“Goh, moesten jullie vroeger zélf je auto besturen? Echt waar?” Dat zullen volgens Jeff Kodosky, een van de oprichters van National Instruments, onze (achter)kleinkinderen over zo’n dertig jaar vragen. Dan is volgens hem het Internet of Things zo ver doorgevoerd dat alle auto’s ‘connected’ zijn; draadloos verbonden met alle andere auto’s, met alle verkeersborden en stoplichten, met alle navigatiesystemen, met databanken met verkeersregels, met sensorsystemen die de actuele situatie waarnemen… Kortom, alles wat er omgaat in het hoofd van de huidige chauffeur wordt dan feilloos geregeld door het IoT.

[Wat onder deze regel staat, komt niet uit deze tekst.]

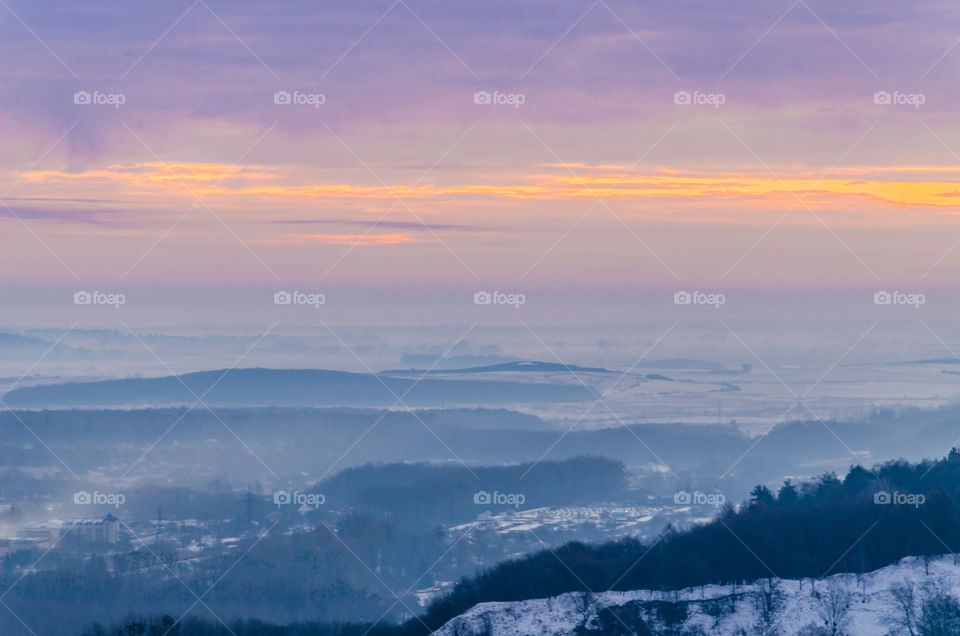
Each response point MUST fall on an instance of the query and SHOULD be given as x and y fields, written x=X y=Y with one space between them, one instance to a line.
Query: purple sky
x=588 y=177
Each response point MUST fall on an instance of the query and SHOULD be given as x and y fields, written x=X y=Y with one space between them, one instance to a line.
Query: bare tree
x=834 y=608
x=768 y=601
x=906 y=615
x=939 y=611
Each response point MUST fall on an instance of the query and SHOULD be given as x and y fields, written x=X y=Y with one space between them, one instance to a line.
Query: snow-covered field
x=858 y=605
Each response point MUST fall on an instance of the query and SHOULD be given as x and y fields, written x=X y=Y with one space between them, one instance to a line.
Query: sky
x=427 y=150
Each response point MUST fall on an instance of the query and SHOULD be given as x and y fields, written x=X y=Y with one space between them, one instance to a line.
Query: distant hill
x=525 y=366
x=288 y=387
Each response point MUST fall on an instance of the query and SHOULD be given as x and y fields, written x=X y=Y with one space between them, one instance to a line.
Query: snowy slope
x=714 y=609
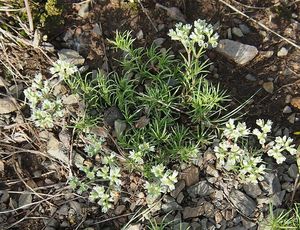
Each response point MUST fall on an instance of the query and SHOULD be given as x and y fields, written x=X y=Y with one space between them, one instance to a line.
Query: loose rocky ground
x=248 y=60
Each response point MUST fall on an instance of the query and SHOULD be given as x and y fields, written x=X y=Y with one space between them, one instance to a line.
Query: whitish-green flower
x=265 y=127
x=261 y=136
x=103 y=172
x=153 y=191
x=63 y=69
x=109 y=159
x=114 y=176
x=168 y=180
x=158 y=170
x=96 y=193
x=136 y=157
x=145 y=148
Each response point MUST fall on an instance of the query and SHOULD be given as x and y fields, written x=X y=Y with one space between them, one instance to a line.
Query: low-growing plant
x=235 y=155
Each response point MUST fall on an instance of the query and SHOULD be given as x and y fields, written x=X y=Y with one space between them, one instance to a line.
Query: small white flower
x=169 y=180
x=158 y=170
x=136 y=156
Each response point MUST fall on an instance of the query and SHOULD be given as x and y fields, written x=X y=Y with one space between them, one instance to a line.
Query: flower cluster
x=63 y=69
x=110 y=175
x=46 y=109
x=94 y=146
x=249 y=165
x=202 y=34
x=164 y=182
x=136 y=156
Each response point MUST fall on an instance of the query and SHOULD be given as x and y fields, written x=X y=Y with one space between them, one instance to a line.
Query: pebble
x=84 y=9
x=252 y=190
x=202 y=188
x=287 y=109
x=250 y=77
x=140 y=35
x=268 y=86
x=229 y=33
x=237 y=32
x=71 y=56
x=238 y=52
x=172 y=206
x=244 y=28
x=180 y=198
x=244 y=203
x=179 y=186
x=282 y=52
x=293 y=171
x=295 y=102
x=159 y=41
x=120 y=209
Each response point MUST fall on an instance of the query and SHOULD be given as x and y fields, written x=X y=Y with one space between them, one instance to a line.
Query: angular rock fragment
x=235 y=51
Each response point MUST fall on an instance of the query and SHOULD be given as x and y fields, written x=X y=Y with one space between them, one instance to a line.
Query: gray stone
x=282 y=52
x=172 y=206
x=271 y=183
x=252 y=190
x=179 y=186
x=182 y=226
x=237 y=32
x=287 y=109
x=248 y=224
x=191 y=212
x=293 y=171
x=238 y=52
x=97 y=30
x=159 y=41
x=190 y=175
x=245 y=29
x=71 y=56
x=243 y=202
x=7 y=105
x=202 y=188
x=180 y=198
x=84 y=9
x=250 y=77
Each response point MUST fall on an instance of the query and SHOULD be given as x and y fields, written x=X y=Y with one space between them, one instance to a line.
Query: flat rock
x=200 y=189
x=179 y=186
x=190 y=175
x=252 y=190
x=237 y=32
x=71 y=56
x=172 y=206
x=268 y=86
x=235 y=51
x=191 y=212
x=242 y=202
x=7 y=105
x=282 y=52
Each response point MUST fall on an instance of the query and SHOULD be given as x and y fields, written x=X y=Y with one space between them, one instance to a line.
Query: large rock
x=242 y=202
x=236 y=51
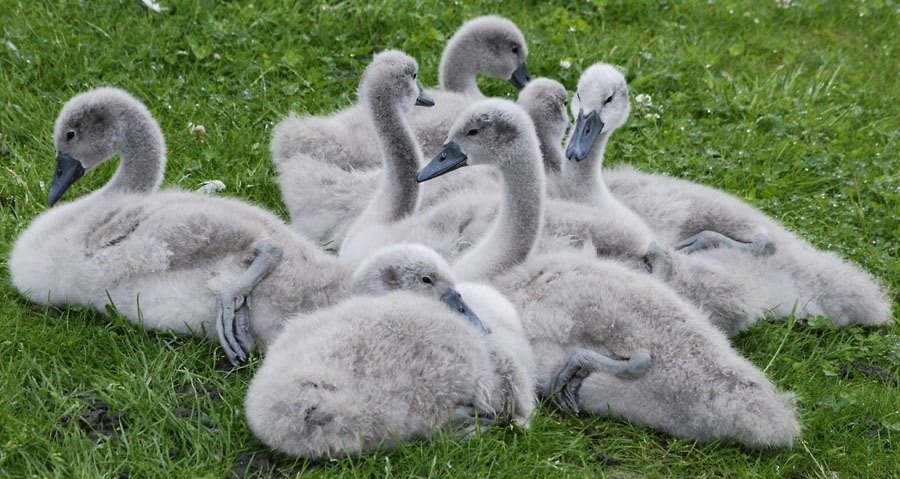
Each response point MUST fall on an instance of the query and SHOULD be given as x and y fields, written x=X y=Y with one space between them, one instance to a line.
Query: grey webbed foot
x=567 y=382
x=761 y=245
x=465 y=420
x=660 y=262
x=233 y=304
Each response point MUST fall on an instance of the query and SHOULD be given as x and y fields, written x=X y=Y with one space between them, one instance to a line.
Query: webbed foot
x=233 y=305
x=567 y=382
x=761 y=245
x=659 y=261
x=465 y=420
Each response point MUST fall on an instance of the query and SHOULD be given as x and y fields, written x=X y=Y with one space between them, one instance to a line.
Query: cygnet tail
x=694 y=398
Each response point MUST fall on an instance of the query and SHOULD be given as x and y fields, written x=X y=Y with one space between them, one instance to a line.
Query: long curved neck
x=582 y=180
x=518 y=223
x=551 y=151
x=143 y=156
x=457 y=72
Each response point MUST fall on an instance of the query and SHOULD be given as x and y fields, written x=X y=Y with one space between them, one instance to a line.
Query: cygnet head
x=95 y=125
x=489 y=45
x=413 y=268
x=545 y=101
x=492 y=131
x=600 y=105
x=392 y=81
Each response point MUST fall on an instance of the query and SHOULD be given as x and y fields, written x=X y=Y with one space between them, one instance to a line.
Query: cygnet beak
x=423 y=98
x=454 y=301
x=587 y=128
x=520 y=76
x=68 y=171
x=448 y=159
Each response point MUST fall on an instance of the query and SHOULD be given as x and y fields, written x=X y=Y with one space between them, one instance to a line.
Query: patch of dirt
x=98 y=420
x=868 y=370
x=872 y=426
x=187 y=413
x=259 y=464
x=201 y=390
x=224 y=364
x=607 y=459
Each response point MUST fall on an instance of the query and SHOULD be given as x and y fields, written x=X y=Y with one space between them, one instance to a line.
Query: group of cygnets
x=505 y=270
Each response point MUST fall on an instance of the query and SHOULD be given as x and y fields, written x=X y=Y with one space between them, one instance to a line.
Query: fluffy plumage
x=324 y=162
x=376 y=370
x=697 y=386
x=162 y=258
x=774 y=276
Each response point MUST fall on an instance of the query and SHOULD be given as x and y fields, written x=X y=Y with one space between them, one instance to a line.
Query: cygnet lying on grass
x=785 y=269
x=606 y=340
x=392 y=365
x=325 y=163
x=488 y=45
x=169 y=260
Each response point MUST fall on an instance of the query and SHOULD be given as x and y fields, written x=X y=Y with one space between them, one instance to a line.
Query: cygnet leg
x=464 y=421
x=761 y=245
x=232 y=305
x=567 y=382
x=660 y=262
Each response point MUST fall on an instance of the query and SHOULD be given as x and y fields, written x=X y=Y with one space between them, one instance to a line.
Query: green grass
x=796 y=110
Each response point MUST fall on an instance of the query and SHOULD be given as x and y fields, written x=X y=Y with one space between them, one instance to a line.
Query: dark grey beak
x=520 y=76
x=68 y=171
x=423 y=99
x=448 y=159
x=586 y=130
x=454 y=301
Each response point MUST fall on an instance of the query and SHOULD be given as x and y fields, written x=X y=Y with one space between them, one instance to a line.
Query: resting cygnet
x=786 y=270
x=389 y=366
x=488 y=45
x=326 y=164
x=606 y=340
x=170 y=260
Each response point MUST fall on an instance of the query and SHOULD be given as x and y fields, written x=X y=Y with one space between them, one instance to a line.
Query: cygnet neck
x=518 y=223
x=398 y=193
x=583 y=180
x=551 y=149
x=143 y=155
x=457 y=71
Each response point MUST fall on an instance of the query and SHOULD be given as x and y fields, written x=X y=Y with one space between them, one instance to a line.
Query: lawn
x=791 y=105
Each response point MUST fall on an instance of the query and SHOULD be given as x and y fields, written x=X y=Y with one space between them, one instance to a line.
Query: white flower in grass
x=210 y=186
x=643 y=100
x=152 y=5
x=197 y=131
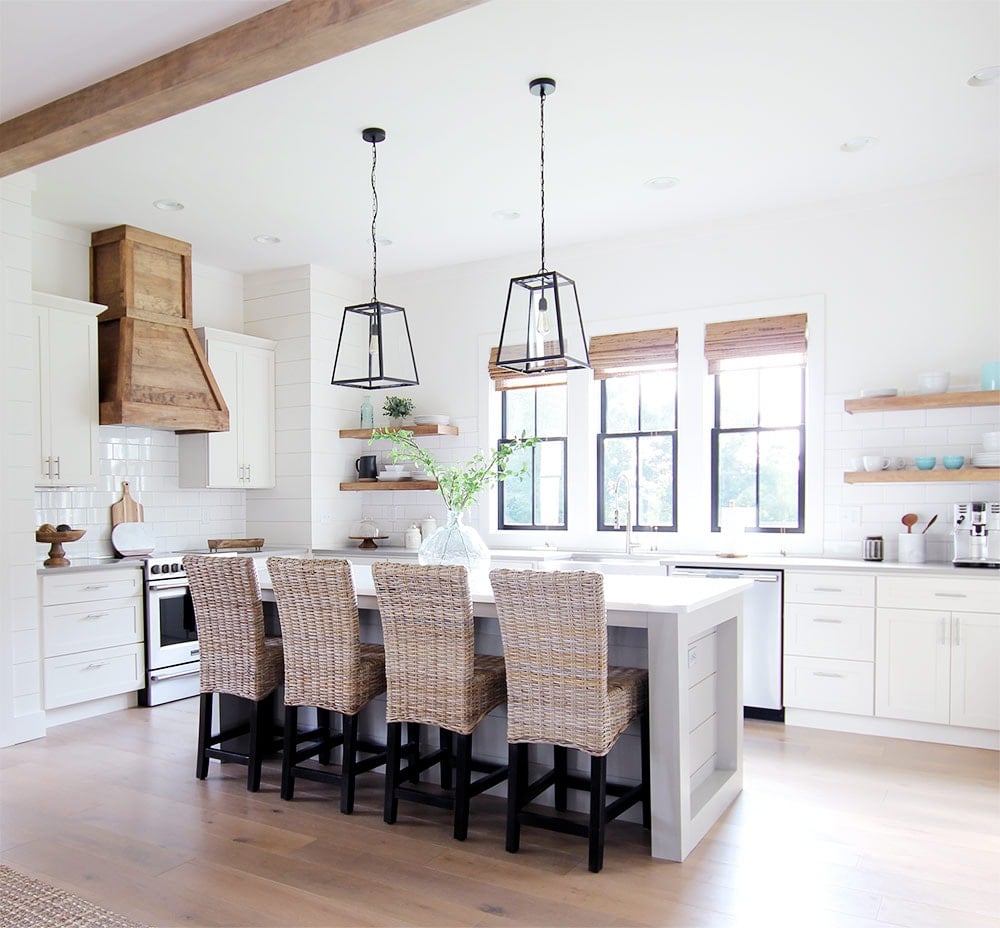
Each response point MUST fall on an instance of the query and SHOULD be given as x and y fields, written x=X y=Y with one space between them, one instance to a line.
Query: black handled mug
x=366 y=466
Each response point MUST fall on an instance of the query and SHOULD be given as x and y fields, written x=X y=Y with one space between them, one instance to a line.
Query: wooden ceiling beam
x=276 y=42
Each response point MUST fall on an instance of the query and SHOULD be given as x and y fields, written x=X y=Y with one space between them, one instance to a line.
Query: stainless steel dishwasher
x=762 y=646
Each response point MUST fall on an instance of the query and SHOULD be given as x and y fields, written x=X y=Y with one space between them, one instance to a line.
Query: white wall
x=910 y=283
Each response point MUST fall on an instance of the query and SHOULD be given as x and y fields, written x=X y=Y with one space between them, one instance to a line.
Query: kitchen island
x=693 y=631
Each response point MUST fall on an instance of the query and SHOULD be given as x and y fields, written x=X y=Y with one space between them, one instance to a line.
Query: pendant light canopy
x=542 y=326
x=374 y=351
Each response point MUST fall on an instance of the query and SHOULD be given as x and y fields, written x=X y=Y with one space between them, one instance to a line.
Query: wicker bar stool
x=326 y=667
x=562 y=692
x=434 y=677
x=236 y=658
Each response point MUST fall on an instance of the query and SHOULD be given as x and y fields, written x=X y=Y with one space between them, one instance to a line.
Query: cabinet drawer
x=91 y=586
x=829 y=588
x=842 y=632
x=701 y=659
x=106 y=672
x=830 y=686
x=953 y=594
x=72 y=627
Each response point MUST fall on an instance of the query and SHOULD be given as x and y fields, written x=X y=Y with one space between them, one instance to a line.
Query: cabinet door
x=73 y=397
x=256 y=417
x=975 y=670
x=912 y=664
x=224 y=447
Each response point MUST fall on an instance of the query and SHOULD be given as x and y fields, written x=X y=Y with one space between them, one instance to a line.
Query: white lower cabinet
x=92 y=635
x=937 y=665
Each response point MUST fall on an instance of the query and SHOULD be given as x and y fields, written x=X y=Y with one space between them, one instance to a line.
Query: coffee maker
x=977 y=535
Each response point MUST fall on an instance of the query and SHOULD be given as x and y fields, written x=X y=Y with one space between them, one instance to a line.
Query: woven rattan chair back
x=230 y=621
x=428 y=631
x=318 y=612
x=555 y=641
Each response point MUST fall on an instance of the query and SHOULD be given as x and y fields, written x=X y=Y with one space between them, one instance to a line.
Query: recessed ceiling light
x=661 y=183
x=859 y=143
x=985 y=76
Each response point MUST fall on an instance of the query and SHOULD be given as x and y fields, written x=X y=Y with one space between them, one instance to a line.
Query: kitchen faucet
x=629 y=545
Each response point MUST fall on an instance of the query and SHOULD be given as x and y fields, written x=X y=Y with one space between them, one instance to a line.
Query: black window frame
x=530 y=475
x=758 y=430
x=636 y=435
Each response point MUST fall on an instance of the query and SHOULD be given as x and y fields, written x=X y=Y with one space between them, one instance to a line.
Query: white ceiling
x=746 y=102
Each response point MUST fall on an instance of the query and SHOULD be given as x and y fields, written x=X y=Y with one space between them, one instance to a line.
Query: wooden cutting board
x=126 y=509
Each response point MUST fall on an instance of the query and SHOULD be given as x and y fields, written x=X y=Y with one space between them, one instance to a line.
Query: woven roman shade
x=629 y=353
x=734 y=344
x=505 y=379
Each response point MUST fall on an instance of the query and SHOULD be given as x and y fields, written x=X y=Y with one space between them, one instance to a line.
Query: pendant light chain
x=374 y=216
x=541 y=112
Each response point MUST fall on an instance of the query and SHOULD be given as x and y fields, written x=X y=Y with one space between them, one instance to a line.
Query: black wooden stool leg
x=323 y=723
x=255 y=759
x=598 y=797
x=288 y=752
x=463 y=781
x=516 y=757
x=348 y=774
x=393 y=735
x=647 y=812
x=560 y=762
x=204 y=733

Kodosky uitte zijn voorspelling in een informeel gesprek tijdens een lunch op de NIWeek in Austin, afgelopen zomer. Het gesprek ging – uiteraard – over het internet der dingen en de daarmee gepaard gaande ‘big data’. Heel veel van die utopische fantasieën zijn (deels) al te realiseren met huidige technologie. En er wordt ook volop mee geëxperimenteerd. Zo zijn er al verschillende proeven met zelfrijdende auto’s. Natuurlijk is er nog wel wat ontwikkeling nodig, want wij zullen niet accepteren dat onze auto maar een maximale snelheid haalt van 30 kilometer per uur en dat hij bij elke straathoek even moet nadenken over wat hem nu te doen staat. Maar dat zijn slechts schaalproblemen, je hoeft er niet aan te twijfelen dat we daarmee over dertig jaar al een heel stuk verder zijn. Geholpen door Moore, kwantumcomputers of technologieën waarvan we nu het bestaan nog niet eens vermoeden.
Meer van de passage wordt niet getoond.